前回を除いてこの2回は日銀の話をしています。
今までは金利調整の施策と歴史を、信用不安の対応などのエピソードとからめてお話しました。
今回は、金融緩和について。
金融緩和は、景気を刺激させることを目的にお金の流通を図ることを指します。
昔から日銀は金利を上下させてお金の流通量を調整してきました。
金利を低くするとお金が借りやすくなるため民間企業は借りて設備投資を行う。
設備投資が進むといろいろなものが売れるので景気刺激になる、金利を高くするとその逆というわけです。
経済成長してインフレがあった昔はそれでよかったのです。
インフレとは、物価が上がることです。
経済が成長するとお金の流通も増え給料も増えるので、モノは良く売れます。
モノが売れるとモノの供給が追い付かず物価が上がるというわけです。
このように経済が拡大し成長するときにインフレが起こるのです。
一方、インフレ状況では心理的にも明日はモノが値上がるという気持ちが起こり
今日のうちに買っておこう、思うので財布のひもを緩め経済を刺激します。
現在日銀がインフレ率2%を目標にしているのは、こうした理由があるのです。
さて、日本はバブルも崩壊し、経済成長が止まりました。
むしろ物価が下がるデフレに陥りました。
デフレとはインフレの逆で、経済が縮小し物価が下がることを言います。
モノが安く買えるのだから良い事に聞こえますが、経済が停滞しお金の流通も減り賃金が下がるので長い目ではマイナスです。

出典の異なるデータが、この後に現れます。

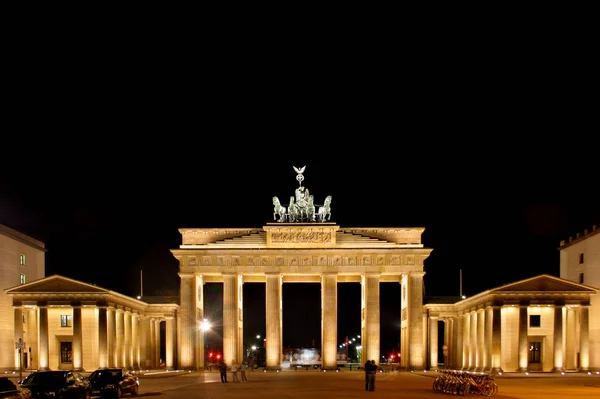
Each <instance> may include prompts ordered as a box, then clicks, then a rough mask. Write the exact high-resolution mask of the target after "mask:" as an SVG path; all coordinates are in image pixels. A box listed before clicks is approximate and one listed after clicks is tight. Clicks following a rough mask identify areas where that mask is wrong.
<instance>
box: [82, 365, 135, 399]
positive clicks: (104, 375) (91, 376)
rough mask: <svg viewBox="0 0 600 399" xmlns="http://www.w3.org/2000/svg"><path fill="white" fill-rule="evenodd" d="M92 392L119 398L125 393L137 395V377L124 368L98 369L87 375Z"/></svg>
mask: <svg viewBox="0 0 600 399" xmlns="http://www.w3.org/2000/svg"><path fill="white" fill-rule="evenodd" d="M88 380H89V381H90V384H91V386H92V393H94V394H95V393H100V395H101V396H102V397H103V398H111V397H112V398H120V397H122V396H123V395H124V394H126V393H130V394H131V395H137V394H138V389H139V387H140V380H139V378H138V377H137V376H136V375H134V374H132V373H131V371H129V370H128V369H125V368H108V369H98V370H96V371H94V372H93V373H92V374H90V376H89V377H88Z"/></svg>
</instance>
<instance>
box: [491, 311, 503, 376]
mask: <svg viewBox="0 0 600 399" xmlns="http://www.w3.org/2000/svg"><path fill="white" fill-rule="evenodd" d="M491 344H492V345H491V346H492V353H491V357H492V358H491V366H492V373H501V372H503V370H502V367H501V365H502V356H501V355H502V307H501V306H494V307H493V308H492V340H491Z"/></svg>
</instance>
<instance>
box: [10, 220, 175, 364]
mask: <svg viewBox="0 0 600 399" xmlns="http://www.w3.org/2000/svg"><path fill="white" fill-rule="evenodd" d="M44 257H45V249H44V244H43V243H42V242H39V241H37V240H34V239H33V238H31V237H27V236H25V235H23V234H21V233H18V232H16V231H14V230H12V229H10V228H8V227H6V226H2V225H0V273H1V274H0V276H1V278H0V281H1V282H2V291H1V292H0V340H1V341H0V353H2V356H0V370H5V371H6V370H17V369H19V367H22V368H23V369H39V370H48V369H50V370H59V369H73V370H95V369H97V368H102V367H127V368H130V369H146V368H158V367H159V366H160V360H161V359H160V357H161V354H160V349H161V324H164V326H163V327H162V328H164V331H165V337H164V341H165V345H164V348H165V359H164V363H165V366H166V367H167V368H170V369H172V368H174V367H175V365H176V364H177V348H176V342H177V319H178V310H179V305H178V304H177V301H175V300H173V298H165V300H164V302H163V303H161V302H160V298H159V297H151V298H150V299H151V301H149V302H151V303H148V302H145V301H142V300H138V299H134V298H130V297H128V296H125V295H122V294H119V293H117V292H113V291H110V290H107V289H104V288H101V287H98V286H95V285H93V284H88V283H84V282H80V281H77V280H73V279H70V278H67V277H63V276H58V275H54V276H49V277H45V268H44ZM19 346H20V347H21V352H19V349H18V348H19ZM8 353H11V354H12V353H14V356H6V355H5V354H8ZM19 354H20V355H21V356H19ZM20 359H22V360H20Z"/></svg>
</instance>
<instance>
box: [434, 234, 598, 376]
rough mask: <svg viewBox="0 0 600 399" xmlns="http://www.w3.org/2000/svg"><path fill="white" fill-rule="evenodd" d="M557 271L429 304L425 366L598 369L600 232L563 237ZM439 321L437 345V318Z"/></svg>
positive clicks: (509, 370)
mask: <svg viewBox="0 0 600 399" xmlns="http://www.w3.org/2000/svg"><path fill="white" fill-rule="evenodd" d="M560 275H561V277H560V278H559V277H555V276H550V275H540V276H535V277H532V278H529V279H525V280H522V281H518V282H515V283H512V284H508V285H505V286H502V287H499V288H495V289H492V290H488V291H485V292H482V293H480V294H477V295H475V296H473V297H470V298H467V299H464V300H462V301H460V302H457V303H455V304H445V305H444V304H427V305H425V306H424V308H425V310H426V314H427V318H428V320H429V323H428V329H427V353H428V361H427V367H428V368H430V369H436V368H437V367H438V363H439V362H441V361H443V363H444V365H445V366H446V367H449V368H453V369H459V370H469V371H492V372H501V371H504V372H528V371H532V372H535V371H544V372H563V371H600V295H599V293H598V292H599V290H600V288H599V287H600V234H599V231H598V230H597V228H596V227H595V226H594V228H593V230H592V231H591V232H585V233H584V234H583V235H582V236H581V237H580V236H578V237H577V238H576V239H575V240H573V239H571V240H569V241H568V242H564V241H563V242H561V244H560ZM440 322H441V323H443V324H444V328H443V331H444V338H443V344H444V345H446V347H447V349H446V350H445V351H443V352H444V353H439V351H438V347H439V344H438V335H439V332H438V328H439V323H440Z"/></svg>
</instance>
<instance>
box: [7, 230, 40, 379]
mask: <svg viewBox="0 0 600 399" xmlns="http://www.w3.org/2000/svg"><path fill="white" fill-rule="evenodd" d="M45 259H46V249H45V248H44V243H43V242H41V241H38V240H36V239H34V238H31V237H29V236H27V235H25V234H23V233H20V232H18V231H16V230H13V229H11V228H9V227H7V226H4V225H1V224H0V353H1V354H2V356H0V370H14V369H15V365H16V364H17V361H18V356H17V355H16V351H15V347H16V343H17V342H18V339H17V340H15V334H14V325H15V313H14V311H13V308H12V297H11V296H10V295H8V294H7V293H6V292H5V289H7V288H10V287H14V286H17V285H21V284H26V283H27V282H29V281H35V280H38V279H40V278H42V277H44V276H45V273H46V263H45ZM28 344H30V343H28V342H25V345H28ZM24 348H25V346H24ZM25 349H26V348H25ZM8 353H11V354H13V353H15V356H7V355H6V354H8Z"/></svg>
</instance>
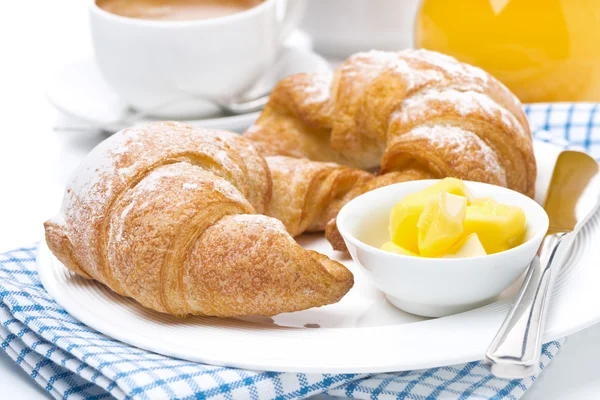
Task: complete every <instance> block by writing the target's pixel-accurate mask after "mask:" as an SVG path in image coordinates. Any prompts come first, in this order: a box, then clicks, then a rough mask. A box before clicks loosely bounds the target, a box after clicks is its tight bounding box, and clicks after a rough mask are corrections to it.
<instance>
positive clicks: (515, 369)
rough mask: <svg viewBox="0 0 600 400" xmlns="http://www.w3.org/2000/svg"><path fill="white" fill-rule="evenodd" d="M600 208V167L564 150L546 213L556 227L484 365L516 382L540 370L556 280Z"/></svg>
mask: <svg viewBox="0 0 600 400" xmlns="http://www.w3.org/2000/svg"><path fill="white" fill-rule="evenodd" d="M599 203H600V173H599V165H598V163H597V162H596V161H595V160H594V159H593V158H592V157H590V156H588V155H587V154H585V153H580V152H577V151H564V152H562V153H561V154H560V155H559V156H558V159H557V161H556V166H555V167H554V172H553V174H552V180H551V181H550V187H549V189H548V195H547V197H546V202H545V205H544V209H545V210H546V212H547V213H548V217H549V219H550V226H549V229H548V233H547V234H546V236H545V238H544V240H543V241H542V244H541V246H540V248H539V250H538V253H537V255H536V257H535V258H534V260H533V261H532V263H531V265H530V266H529V268H528V269H527V273H526V275H525V280H524V281H523V286H522V287H521V290H520V291H519V294H518V295H517V297H516V301H515V303H514V305H513V306H512V308H511V309H510V311H509V312H508V315H507V316H506V319H505V320H504V322H503V323H502V326H501V327H500V330H499V331H498V333H497V334H496V337H495V338H494V340H493V341H492V343H491V345H490V347H489V348H488V350H487V352H486V354H485V359H484V364H485V365H486V366H488V367H489V369H490V371H491V372H492V374H494V375H496V376H498V377H502V378H510V379H520V378H525V377H528V376H531V375H534V374H535V373H537V371H538V370H539V364H540V354H541V351H542V344H543V343H542V340H543V333H544V327H545V322H546V317H547V312H548V305H549V303H550V296H551V294H552V287H553V285H554V281H555V280H556V277H557V276H558V274H559V272H560V269H561V268H562V266H563V264H564V261H565V260H566V258H567V255H568V250H569V248H570V247H571V244H572V243H573V241H574V238H575V236H576V235H577V233H578V232H579V231H580V230H581V228H582V227H583V225H584V224H585V223H586V222H587V221H588V220H589V219H590V218H591V217H592V215H594V212H595V211H596V210H597V209H598V206H599Z"/></svg>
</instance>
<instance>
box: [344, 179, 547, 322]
mask: <svg viewBox="0 0 600 400" xmlns="http://www.w3.org/2000/svg"><path fill="white" fill-rule="evenodd" d="M437 181H438V180H421V181H413V182H403V183H398V184H395V185H390V186H386V187H383V188H380V189H376V190H373V191H371V192H368V193H365V194H363V195H361V196H359V197H357V198H355V199H354V200H352V201H350V202H349V203H348V204H346V205H345V206H344V207H343V208H342V210H341V211H340V213H339V214H338V216H337V227H338V229H339V231H340V233H341V234H342V236H343V237H344V240H345V242H346V245H347V246H348V250H349V251H350V255H351V256H352V259H353V260H354V262H356V263H358V264H359V265H361V266H362V267H364V268H365V269H366V270H367V271H368V272H369V275H370V277H371V279H372V280H373V282H374V284H375V285H376V286H377V287H378V288H379V289H380V290H381V291H383V292H384V293H385V294H386V296H387V298H388V300H389V301H390V302H391V303H392V304H393V305H395V306H396V307H398V308H400V309H402V310H404V311H407V312H410V313H413V314H417V315H423V316H427V317H442V316H446V315H450V314H455V313H459V312H463V311H468V310H471V309H473V308H477V307H480V306H483V305H485V304H487V303H489V302H491V301H493V300H494V298H495V297H496V296H497V295H499V294H500V293H501V292H502V291H504V290H505V289H507V288H508V287H509V286H510V285H512V284H513V283H514V282H515V281H516V280H517V279H518V278H519V277H520V276H521V275H522V274H523V272H524V271H525V269H526V268H527V266H528V265H529V263H530V262H531V260H532V259H533V258H534V256H535V254H536V252H537V250H538V247H539V246H540V243H541V241H542V239H543V237H544V235H545V233H546V231H547V230H548V215H547V214H546V212H545V211H544V209H543V208H542V207H541V206H540V205H539V204H538V203H536V202H535V201H534V200H532V199H530V198H529V197H527V196H524V195H522V194H520V193H517V192H515V191H512V190H509V189H506V188H503V187H499V186H494V185H488V184H484V183H478V182H465V183H466V184H467V186H468V188H469V189H470V190H471V192H473V194H474V195H475V196H476V197H492V198H494V199H495V200H496V201H498V202H500V203H504V204H509V205H516V206H519V207H521V208H522V209H523V210H524V211H525V215H526V217H527V232H526V236H525V242H524V243H523V244H521V245H520V246H517V247H515V248H513V249H510V250H507V251H504V252H501V253H496V254H492V255H487V256H483V257H473V258H456V259H448V258H438V259H436V258H420V257H409V256H403V255H399V254H394V253H390V252H387V251H383V250H379V247H380V246H381V245H382V244H383V243H384V242H386V241H388V240H389V236H388V224H389V215H390V210H391V209H392V207H393V206H394V205H395V204H396V203H397V202H398V201H400V200H402V198H403V197H404V196H406V195H407V194H409V193H414V192H418V191H420V190H422V189H425V188H426V187H428V186H431V185H432V184H434V183H435V182H437Z"/></svg>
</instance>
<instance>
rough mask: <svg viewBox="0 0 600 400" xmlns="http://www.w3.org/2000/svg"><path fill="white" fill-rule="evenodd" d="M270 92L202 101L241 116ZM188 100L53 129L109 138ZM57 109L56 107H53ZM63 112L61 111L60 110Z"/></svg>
mask: <svg viewBox="0 0 600 400" xmlns="http://www.w3.org/2000/svg"><path fill="white" fill-rule="evenodd" d="M269 96H270V92H267V93H265V94H263V95H261V96H259V97H256V98H253V99H250V100H232V101H224V100H218V99H202V100H206V101H209V102H212V103H213V104H214V105H216V106H217V107H218V108H219V109H221V111H222V112H223V113H224V114H226V115H242V114H249V113H252V112H256V111H260V110H262V109H263V107H264V106H265V105H266V104H267V102H268V101H269ZM189 99H190V98H189V97H186V98H185V99H183V98H182V99H177V100H170V101H168V102H165V103H162V104H159V105H157V106H155V107H151V108H148V109H145V110H140V111H132V112H130V113H129V114H127V115H125V116H124V117H121V118H119V119H116V120H114V121H109V122H98V123H94V122H90V123H89V124H88V125H87V126H81V127H77V126H57V127H54V131H58V132H73V131H76V132H98V133H101V134H103V135H106V136H110V135H112V134H114V133H115V132H118V131H120V130H122V129H125V128H127V127H129V126H131V125H134V124H135V123H136V122H139V121H140V120H142V119H144V118H146V117H149V116H151V115H154V114H156V113H157V112H158V111H160V110H163V109H165V108H167V107H170V106H173V105H176V104H179V103H181V102H183V101H188V100H189ZM55 106H56V107H57V108H59V107H58V106H57V105H55ZM61 111H63V110H61Z"/></svg>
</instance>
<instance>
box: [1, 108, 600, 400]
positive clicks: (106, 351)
mask: <svg viewBox="0 0 600 400" xmlns="http://www.w3.org/2000/svg"><path fill="white" fill-rule="evenodd" d="M597 108H598V106H596V105H592V104H577V105H574V104H553V105H531V106H528V107H526V111H527V113H528V115H529V117H530V119H531V123H532V127H533V128H534V129H543V130H545V131H546V132H543V133H541V134H540V135H541V136H540V138H541V139H542V140H546V141H552V142H554V143H558V144H564V145H565V146H568V147H573V148H582V149H586V150H588V151H590V152H591V153H593V154H594V155H595V156H596V157H597V158H599V157H600V112H599V113H598V114H597V113H596V110H597ZM35 252H36V250H35V248H23V249H19V250H15V251H12V252H9V253H6V254H2V255H0V294H1V298H2V301H1V302H0V323H1V325H0V336H1V340H2V349H3V350H4V351H5V352H6V353H8V355H9V356H10V357H11V358H13V359H14V360H15V362H16V363H17V364H18V365H19V366H21V368H23V369H24V370H25V371H26V372H27V373H28V374H29V375H30V376H31V377H32V378H33V379H34V380H35V382H37V383H38V384H39V385H40V386H42V387H43V388H45V389H46V390H47V391H48V393H50V394H51V395H52V396H54V397H56V398H61V397H62V398H72V399H101V398H110V397H111V396H114V397H116V398H119V399H122V398H128V399H129V398H131V399H156V398H158V399H163V398H186V399H187V398H189V399H246V398H247V399H263V398H265V399H271V398H273V399H282V400H283V399H298V398H305V397H308V396H311V395H314V394H318V393H327V394H330V395H333V396H346V397H351V398H360V399H377V398H379V399H387V398H399V399H418V400H421V399H423V400H428V399H461V400H462V399H518V398H520V397H521V396H522V395H523V394H524V393H525V392H526V391H527V389H528V388H529V387H531V385H532V384H533V382H534V381H535V377H532V378H529V379H524V380H508V379H499V378H496V377H494V376H492V375H490V374H489V373H488V371H487V370H486V369H484V368H483V367H482V365H481V364H480V363H479V362H471V363H468V364H461V365H455V366H451V367H440V368H433V369H429V370H419V371H405V372H400V373H390V374H376V375H360V374H343V375H331V374H291V373H277V372H256V371H244V370H239V369H233V368H223V367H214V366H210V365H203V364H197V363H192V362H186V361H181V360H176V359H172V358H169V357H164V356H161V355H157V354H154V353H150V352H147V351H144V350H140V349H137V348H133V347H130V346H128V345H125V344H123V343H120V342H118V341H116V340H113V339H110V338H108V337H106V336H104V335H102V334H99V333H97V332H95V331H93V330H92V329H90V328H88V327H87V326H85V325H83V324H81V323H80V322H78V321H76V320H75V319H73V318H72V317H71V316H70V315H69V314H68V313H67V312H66V311H64V310H63V309H61V308H60V306H58V304H56V303H55V302H54V301H53V300H52V299H51V298H50V297H49V295H48V293H47V292H46V291H45V290H44V288H43V287H42V285H41V284H40V281H39V278H38V276H37V272H36V270H35ZM561 344H562V341H555V342H551V343H548V344H546V345H545V346H544V349H543V355H542V359H541V366H542V367H545V366H546V365H547V364H548V363H549V362H550V361H551V360H552V358H553V357H554V355H556V353H557V352H558V350H559V349H560V347H561Z"/></svg>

モノが売れないのだから、企業は仕事がなくなり失業率があがります。
日本は、1997年以降、バブル崩壊に続いて消費増税もあって深刻なデフレになりました。
バブル崩壊で山一証券、拓銀などが倒産した事を記憶している方も多いでしょう。
牛丼がどんどん値下げ競争しているのもデフレの象徴でした。
デフレの状況ではモノが売れないのだから、どんなに金利を安くしても、設備投資をして生産効率を上げ、どんどん生産しようという行動は起こらなくなります。
このようなとき、政府の財政出動が効果的といわれています。
政府が税金でモノをつくり、税金で生産をする。
1920年代の世界恐慌でルーズベルトのとった財政出動は
中学の教書にものっていますね。
もっと有名なのはヒトラーが作りまくった高速道路(アウトバーン)や戦争準備のための兵器製造です。
雇用はかなり改善されます。
雇用が促進させるのは景気刺激に最も重要なんです。
トランプ大統領が行おうとしている財政出動も景気を刺激します。
財政拡大とインフラ投資で景気を刺激し減税で消費を刺激する。
そうするとインフレを起こし金利があがります。
金利が上がるとドルで預金をしたくなるので皆こぞってドルを買う=ドル高です。
これは円安を意味します。
現米政府は輸出をして儲けるためにドル安を望んでいます。
トランプ大統領も、そして日本も欧州もそれは同じです。
が、財政出動は通貨高(米国であればドル高)を招くので、米国の物価は上がります。
やや複雑な因果関係ですね。
少し話を盛り込みすぎたかもしれません。
この先は、日本に話を戻したいのですが長くなりそうなので、次回以降にしたいと思います。
みなさま、良いお年をお迎えください。